Worth recognized one on-point regulation—an 1875 statute from Indiana that prohibited giving minors concealable weapons—but held that such a solitary precursor “is not sufficient to demonstrate that the Carry Ban is within this nation’s historical tradition of firearm regulation.” Id. at 698. The State has even less to stand on in this case. The rifle K.G. wishes to carry is not concealable, and the historical record does not support restrictions on minors carrying long guns, especially with permission from their parents or guardians. Cf. C. Kevin Marshall, Why Can’t Martha Stewart Have A Gun?, 32 Harv. J.L. & Pub. Pol’y 695, 701 (2009) (discussing increasing 20th century firearms regulation that nonetheless “remain[ed] faithful to the rule in America of only regulating firearms which may be concealed on the person” (cleaned up)).
It may be wise to limit the ability of six-year-olds to handle firearms, but that is not the question before this Court. The sole question before the Court is whether, consistent with the Second Amendment, the State may completely ban the ability of K.G. to carry his rifle around town. Because the State has failed to prove such restrictions are consistent with the nation’s historical tradition of firearms regulation, the law must be struck down.
For the foregoing reasons, the State’s motion to dismiss is DENIED and K.G.’s motion for judgement on the pleadings is GRANTED.
Pierre O. Dee
District Judge
[This post is obviously satirical, but the aim is to underscore a broader point about the unworkability of the approach taken by the panel in Worth. The panel’s opinion leaves open just the sort of possibility envisioned in this blog post, even if it is exceedingly unlikely a court would actually vindicate the kindergarten’s gun rights. The legal principle the court applies seems to make this opinion plausible, which is exactly the problem. And Bruen’s test itself provides a vast amount of discretion for judges to simply declare that some historical regulations are or are not analogous, based on not much more than an intuition of similarity. See, e.g., Rahimi.]
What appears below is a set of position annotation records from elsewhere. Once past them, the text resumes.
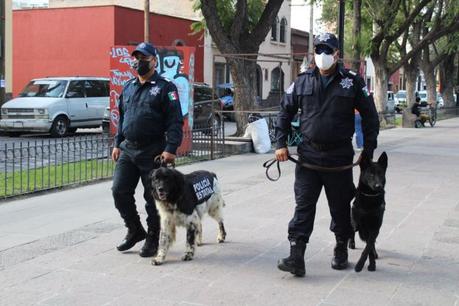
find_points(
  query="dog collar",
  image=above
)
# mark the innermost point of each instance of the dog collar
(371, 195)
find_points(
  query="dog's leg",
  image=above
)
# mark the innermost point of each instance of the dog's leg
(216, 212)
(372, 256)
(199, 234)
(352, 241)
(191, 233)
(166, 238)
(362, 259)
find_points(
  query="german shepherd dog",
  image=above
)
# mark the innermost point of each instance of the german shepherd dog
(368, 208)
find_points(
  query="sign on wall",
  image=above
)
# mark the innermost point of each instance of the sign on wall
(174, 63)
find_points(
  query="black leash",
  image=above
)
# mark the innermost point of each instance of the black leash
(162, 163)
(267, 164)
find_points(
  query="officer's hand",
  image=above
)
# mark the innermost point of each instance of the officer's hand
(116, 154)
(367, 155)
(282, 154)
(168, 157)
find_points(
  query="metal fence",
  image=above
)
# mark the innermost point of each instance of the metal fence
(28, 166)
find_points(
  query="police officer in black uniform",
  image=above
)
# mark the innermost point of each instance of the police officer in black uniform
(325, 96)
(150, 124)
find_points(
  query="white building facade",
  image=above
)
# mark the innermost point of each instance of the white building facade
(274, 70)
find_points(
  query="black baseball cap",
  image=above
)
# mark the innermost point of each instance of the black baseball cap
(146, 49)
(327, 39)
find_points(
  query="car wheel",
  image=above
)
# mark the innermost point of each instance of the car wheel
(60, 127)
(214, 125)
(13, 134)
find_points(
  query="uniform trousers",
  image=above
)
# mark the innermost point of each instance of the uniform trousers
(132, 165)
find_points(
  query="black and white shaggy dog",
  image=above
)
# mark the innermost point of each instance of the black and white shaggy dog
(182, 200)
(368, 208)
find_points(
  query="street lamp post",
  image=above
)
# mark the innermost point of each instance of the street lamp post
(2, 51)
(341, 28)
(147, 21)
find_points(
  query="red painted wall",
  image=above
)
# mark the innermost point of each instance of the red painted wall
(164, 30)
(77, 41)
(61, 42)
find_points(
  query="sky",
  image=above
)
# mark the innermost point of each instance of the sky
(299, 18)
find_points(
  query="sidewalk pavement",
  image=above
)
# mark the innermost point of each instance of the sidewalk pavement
(59, 248)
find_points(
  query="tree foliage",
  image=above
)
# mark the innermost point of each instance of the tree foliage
(239, 27)
(226, 10)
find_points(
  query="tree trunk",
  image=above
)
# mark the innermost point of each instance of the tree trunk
(356, 27)
(447, 83)
(411, 74)
(243, 73)
(380, 94)
(429, 76)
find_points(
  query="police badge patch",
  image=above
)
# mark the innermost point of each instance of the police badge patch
(365, 92)
(346, 83)
(173, 96)
(154, 91)
(290, 89)
(324, 37)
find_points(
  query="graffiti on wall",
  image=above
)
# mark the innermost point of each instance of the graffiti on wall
(175, 64)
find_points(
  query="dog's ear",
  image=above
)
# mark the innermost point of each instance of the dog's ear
(365, 161)
(382, 160)
(178, 181)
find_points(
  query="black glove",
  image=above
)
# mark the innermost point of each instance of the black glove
(367, 154)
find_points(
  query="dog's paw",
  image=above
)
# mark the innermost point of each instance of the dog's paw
(372, 267)
(188, 256)
(352, 244)
(359, 266)
(157, 261)
(221, 238)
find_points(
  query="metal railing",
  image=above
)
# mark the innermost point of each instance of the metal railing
(29, 166)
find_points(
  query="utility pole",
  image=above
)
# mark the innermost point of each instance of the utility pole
(147, 21)
(311, 29)
(341, 28)
(2, 50)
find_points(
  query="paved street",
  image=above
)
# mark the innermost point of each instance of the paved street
(58, 248)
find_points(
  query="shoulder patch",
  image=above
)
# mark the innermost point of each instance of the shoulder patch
(365, 91)
(289, 90)
(173, 96)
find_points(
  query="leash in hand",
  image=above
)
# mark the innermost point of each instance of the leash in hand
(267, 164)
(162, 163)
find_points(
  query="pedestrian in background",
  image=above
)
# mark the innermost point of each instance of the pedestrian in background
(150, 124)
(358, 131)
(327, 96)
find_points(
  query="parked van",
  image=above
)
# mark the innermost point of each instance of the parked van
(57, 105)
(390, 103)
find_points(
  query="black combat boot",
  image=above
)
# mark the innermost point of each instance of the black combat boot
(295, 262)
(151, 244)
(339, 261)
(136, 233)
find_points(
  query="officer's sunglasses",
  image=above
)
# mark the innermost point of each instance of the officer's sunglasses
(323, 49)
(141, 57)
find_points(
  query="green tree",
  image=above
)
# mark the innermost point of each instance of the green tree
(239, 27)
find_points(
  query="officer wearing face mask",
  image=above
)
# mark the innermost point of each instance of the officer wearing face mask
(325, 96)
(150, 124)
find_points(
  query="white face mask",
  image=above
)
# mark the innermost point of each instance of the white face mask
(324, 61)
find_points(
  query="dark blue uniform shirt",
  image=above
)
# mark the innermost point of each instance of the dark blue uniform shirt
(150, 114)
(327, 109)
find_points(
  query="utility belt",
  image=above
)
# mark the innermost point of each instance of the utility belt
(327, 146)
(137, 144)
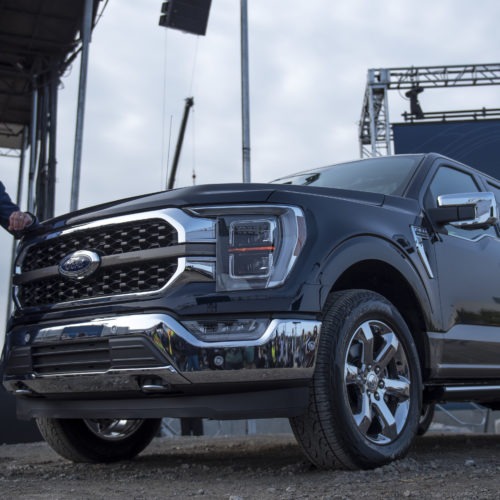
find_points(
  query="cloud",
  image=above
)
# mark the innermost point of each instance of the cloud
(308, 65)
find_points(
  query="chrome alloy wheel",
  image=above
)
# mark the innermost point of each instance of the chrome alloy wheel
(377, 382)
(113, 429)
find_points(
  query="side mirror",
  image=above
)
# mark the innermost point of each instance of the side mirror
(466, 210)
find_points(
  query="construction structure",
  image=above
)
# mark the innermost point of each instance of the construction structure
(39, 40)
(375, 127)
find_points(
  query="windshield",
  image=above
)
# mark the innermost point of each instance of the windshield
(384, 175)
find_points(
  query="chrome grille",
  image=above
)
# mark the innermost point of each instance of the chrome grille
(107, 240)
(143, 274)
(121, 280)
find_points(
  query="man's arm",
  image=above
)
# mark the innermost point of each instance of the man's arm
(11, 217)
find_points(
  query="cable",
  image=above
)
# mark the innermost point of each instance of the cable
(163, 166)
(195, 57)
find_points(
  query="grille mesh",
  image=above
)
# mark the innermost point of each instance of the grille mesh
(107, 240)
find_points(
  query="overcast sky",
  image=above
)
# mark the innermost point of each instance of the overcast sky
(308, 67)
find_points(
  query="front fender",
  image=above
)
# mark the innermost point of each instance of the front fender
(365, 248)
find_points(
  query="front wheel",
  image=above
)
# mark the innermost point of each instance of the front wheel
(98, 440)
(366, 391)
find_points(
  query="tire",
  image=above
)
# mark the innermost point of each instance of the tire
(426, 417)
(99, 440)
(366, 392)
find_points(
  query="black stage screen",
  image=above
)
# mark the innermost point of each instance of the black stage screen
(475, 143)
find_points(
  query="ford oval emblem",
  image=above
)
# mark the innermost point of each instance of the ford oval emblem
(79, 264)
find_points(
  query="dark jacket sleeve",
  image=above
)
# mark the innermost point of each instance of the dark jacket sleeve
(6, 207)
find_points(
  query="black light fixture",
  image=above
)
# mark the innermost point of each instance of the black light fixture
(190, 16)
(415, 108)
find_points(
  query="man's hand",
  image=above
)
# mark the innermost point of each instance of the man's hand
(19, 221)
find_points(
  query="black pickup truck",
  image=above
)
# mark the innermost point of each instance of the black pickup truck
(347, 298)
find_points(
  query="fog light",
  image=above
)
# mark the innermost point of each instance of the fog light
(217, 331)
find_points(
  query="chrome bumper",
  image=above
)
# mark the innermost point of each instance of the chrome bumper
(176, 359)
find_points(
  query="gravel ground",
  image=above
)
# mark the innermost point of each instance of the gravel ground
(259, 467)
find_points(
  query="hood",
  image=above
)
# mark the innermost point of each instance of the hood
(210, 194)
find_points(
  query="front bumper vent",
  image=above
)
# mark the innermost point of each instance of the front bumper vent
(87, 356)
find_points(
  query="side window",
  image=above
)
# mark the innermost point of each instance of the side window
(496, 191)
(451, 181)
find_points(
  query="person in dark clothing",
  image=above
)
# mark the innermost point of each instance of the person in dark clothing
(12, 218)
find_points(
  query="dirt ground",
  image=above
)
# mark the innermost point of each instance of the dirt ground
(261, 467)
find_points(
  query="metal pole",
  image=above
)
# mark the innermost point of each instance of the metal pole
(82, 88)
(22, 161)
(33, 130)
(373, 129)
(180, 140)
(245, 97)
(52, 147)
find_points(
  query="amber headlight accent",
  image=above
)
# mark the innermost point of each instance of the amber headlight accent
(257, 245)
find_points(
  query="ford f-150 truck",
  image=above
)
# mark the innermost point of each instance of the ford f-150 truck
(347, 298)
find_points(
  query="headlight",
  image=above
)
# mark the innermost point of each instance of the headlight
(256, 245)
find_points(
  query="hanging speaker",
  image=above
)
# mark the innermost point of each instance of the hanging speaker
(190, 16)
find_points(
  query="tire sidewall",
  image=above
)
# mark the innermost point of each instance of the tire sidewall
(365, 453)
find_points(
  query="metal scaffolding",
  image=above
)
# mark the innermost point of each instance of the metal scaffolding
(375, 135)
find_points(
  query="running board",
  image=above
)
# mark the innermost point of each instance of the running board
(477, 393)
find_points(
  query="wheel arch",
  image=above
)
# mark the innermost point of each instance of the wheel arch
(390, 273)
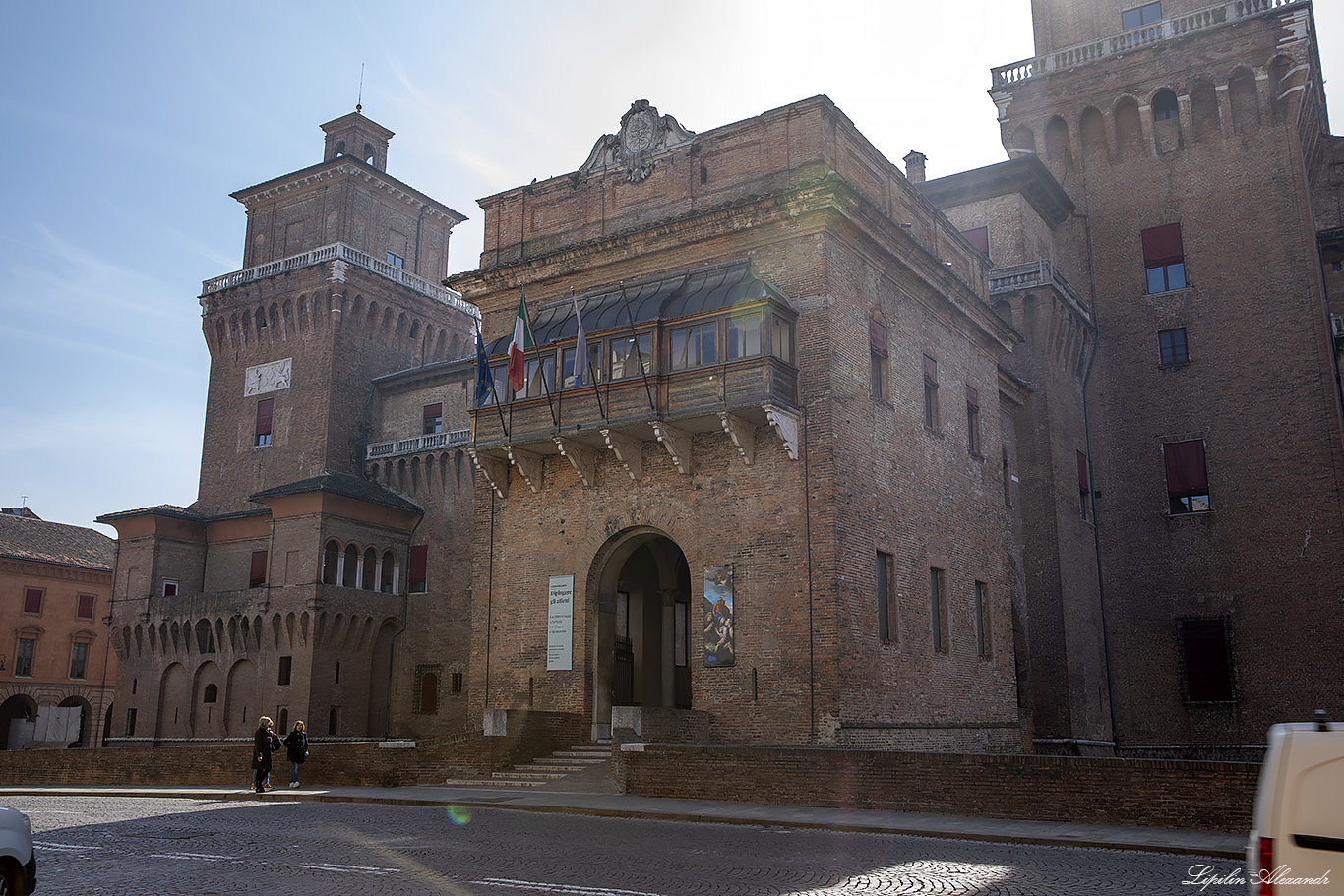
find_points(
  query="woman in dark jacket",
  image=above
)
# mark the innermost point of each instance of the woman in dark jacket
(296, 749)
(264, 742)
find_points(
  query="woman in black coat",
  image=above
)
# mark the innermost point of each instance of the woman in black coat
(264, 742)
(296, 749)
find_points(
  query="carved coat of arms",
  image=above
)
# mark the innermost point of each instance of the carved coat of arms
(643, 133)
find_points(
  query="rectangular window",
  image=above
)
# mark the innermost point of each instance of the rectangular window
(540, 375)
(745, 336)
(979, 238)
(1083, 484)
(1140, 17)
(419, 567)
(1164, 258)
(972, 421)
(257, 576)
(930, 392)
(781, 338)
(884, 595)
(265, 408)
(937, 610)
(631, 356)
(593, 370)
(433, 419)
(23, 660)
(983, 618)
(1172, 342)
(1187, 477)
(695, 345)
(1208, 673)
(78, 658)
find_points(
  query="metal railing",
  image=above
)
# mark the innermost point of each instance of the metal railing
(1146, 35)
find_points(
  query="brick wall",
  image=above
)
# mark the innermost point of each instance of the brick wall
(1197, 796)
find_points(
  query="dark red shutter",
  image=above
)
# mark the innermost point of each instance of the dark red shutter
(265, 408)
(258, 571)
(1186, 470)
(878, 337)
(419, 565)
(979, 238)
(1161, 246)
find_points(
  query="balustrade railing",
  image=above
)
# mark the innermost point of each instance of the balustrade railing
(1036, 274)
(429, 443)
(1133, 39)
(351, 256)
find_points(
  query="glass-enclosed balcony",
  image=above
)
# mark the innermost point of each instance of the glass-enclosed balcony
(668, 357)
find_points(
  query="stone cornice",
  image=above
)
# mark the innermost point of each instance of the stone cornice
(36, 569)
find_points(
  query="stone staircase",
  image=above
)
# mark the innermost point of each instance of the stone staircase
(544, 770)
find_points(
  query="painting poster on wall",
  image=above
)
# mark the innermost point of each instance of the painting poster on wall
(718, 616)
[1] The State does, and could not, contest that the plain text protects the course of conduct K.G. proposes: a right to “carry a firearm publicly in case of confrontation.” See Bruen, 597 U.S. at 33 (“The Second Amendment’s plain text thus presumptively guarantees petitioners Koch and Nash a right to ‘bear’ arms in public for self-defense.”). The State has not defended the case on the grounds that K.G. would need to secure a license to carry his weapon; instead, it has solely argued that six-year-olds do not have Second Amendment rights.